Profitable Auto Industry - What Does It Mean For Fleets?

Today's story from Just -Auto indicates that the majority of manufacturers and supporting suppliers are reporting strong earnings in the third quarter and will likely post healthy profits for the year. What does this mean for a fleet manager and this years business?

Right now, it may mean you need to manage inventories intelligently. There is little movement on the job front and there are a limited number of buyers in the retail market yet. With credit still a little tight and consumer confidence slowly rising, the market is still lukewarm. This will maintain a strong used vehicle market with prices somewhat inflated to recent history. New incentives are available but not excessive in most cases. Manufacturers are hanging onto profit and limiting inventory rather than flooding the market at this time.

Knowing the used market is strong right now may make this an advantageous window to replace some of the older units in your fleet. Getting good resale at auctions or selling yourself will help defer some of the costs. Cash is king again and talking to local dealers about deals on multiple vehicles may offer competitive opportunities when compared to current fleet incentives. That topic was discussed on this blog recently in greater detail.
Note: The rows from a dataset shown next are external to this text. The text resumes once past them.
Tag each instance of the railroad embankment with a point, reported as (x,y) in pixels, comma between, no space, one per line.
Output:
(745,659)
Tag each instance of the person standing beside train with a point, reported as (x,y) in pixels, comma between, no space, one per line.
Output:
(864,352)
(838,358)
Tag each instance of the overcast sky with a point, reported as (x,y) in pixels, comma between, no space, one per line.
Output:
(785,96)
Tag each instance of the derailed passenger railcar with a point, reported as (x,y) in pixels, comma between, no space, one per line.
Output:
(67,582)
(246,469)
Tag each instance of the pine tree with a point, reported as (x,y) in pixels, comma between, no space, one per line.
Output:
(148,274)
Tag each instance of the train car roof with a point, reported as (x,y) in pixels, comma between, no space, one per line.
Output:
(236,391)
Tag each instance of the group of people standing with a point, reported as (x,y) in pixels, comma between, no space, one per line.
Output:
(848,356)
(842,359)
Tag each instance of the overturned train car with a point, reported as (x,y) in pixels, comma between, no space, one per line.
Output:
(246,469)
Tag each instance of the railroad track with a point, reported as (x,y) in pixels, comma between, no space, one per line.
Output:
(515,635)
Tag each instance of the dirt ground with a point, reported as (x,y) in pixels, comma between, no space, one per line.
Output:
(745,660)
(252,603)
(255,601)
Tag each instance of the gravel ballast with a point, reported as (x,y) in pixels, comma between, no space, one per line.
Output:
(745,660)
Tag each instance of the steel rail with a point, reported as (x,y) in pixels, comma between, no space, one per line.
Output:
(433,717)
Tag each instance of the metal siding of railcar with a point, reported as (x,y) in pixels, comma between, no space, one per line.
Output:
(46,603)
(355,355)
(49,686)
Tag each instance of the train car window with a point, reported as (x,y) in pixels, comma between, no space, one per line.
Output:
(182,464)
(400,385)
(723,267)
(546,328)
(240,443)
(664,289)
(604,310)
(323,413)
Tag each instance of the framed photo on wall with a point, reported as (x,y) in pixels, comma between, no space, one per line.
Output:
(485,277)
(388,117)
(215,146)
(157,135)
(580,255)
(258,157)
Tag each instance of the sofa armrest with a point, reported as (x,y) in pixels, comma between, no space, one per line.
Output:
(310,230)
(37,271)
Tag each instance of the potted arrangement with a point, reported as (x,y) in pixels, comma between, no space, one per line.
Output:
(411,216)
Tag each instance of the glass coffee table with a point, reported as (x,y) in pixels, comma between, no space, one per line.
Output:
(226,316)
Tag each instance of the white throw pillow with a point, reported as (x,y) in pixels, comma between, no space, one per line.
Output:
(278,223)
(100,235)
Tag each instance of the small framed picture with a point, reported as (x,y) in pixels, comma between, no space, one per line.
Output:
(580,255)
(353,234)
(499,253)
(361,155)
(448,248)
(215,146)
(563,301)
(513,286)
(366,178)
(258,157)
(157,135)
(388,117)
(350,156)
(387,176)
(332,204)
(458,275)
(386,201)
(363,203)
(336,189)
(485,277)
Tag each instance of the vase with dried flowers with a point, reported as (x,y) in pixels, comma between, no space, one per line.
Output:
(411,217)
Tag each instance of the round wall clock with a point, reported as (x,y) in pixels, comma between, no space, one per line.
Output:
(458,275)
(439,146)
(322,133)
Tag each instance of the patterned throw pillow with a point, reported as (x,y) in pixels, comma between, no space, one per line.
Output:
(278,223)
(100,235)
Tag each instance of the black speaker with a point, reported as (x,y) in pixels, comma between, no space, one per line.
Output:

Look over your vehicles and see if you have anything that you can replace that is being phased out or is being subsidized by the major manufacturers. Just because they are offering the cash on something you personally may not want to own, it may be a practical application for a fleet vehicle and you can pick something up that is being replaced with a newer upgraded model.

End of year is still a good time to buy, whether fleet or personal. With the market still in flux, it pays to do a review and see if there is anything that you can benefit from while the industry finds it's "new normal."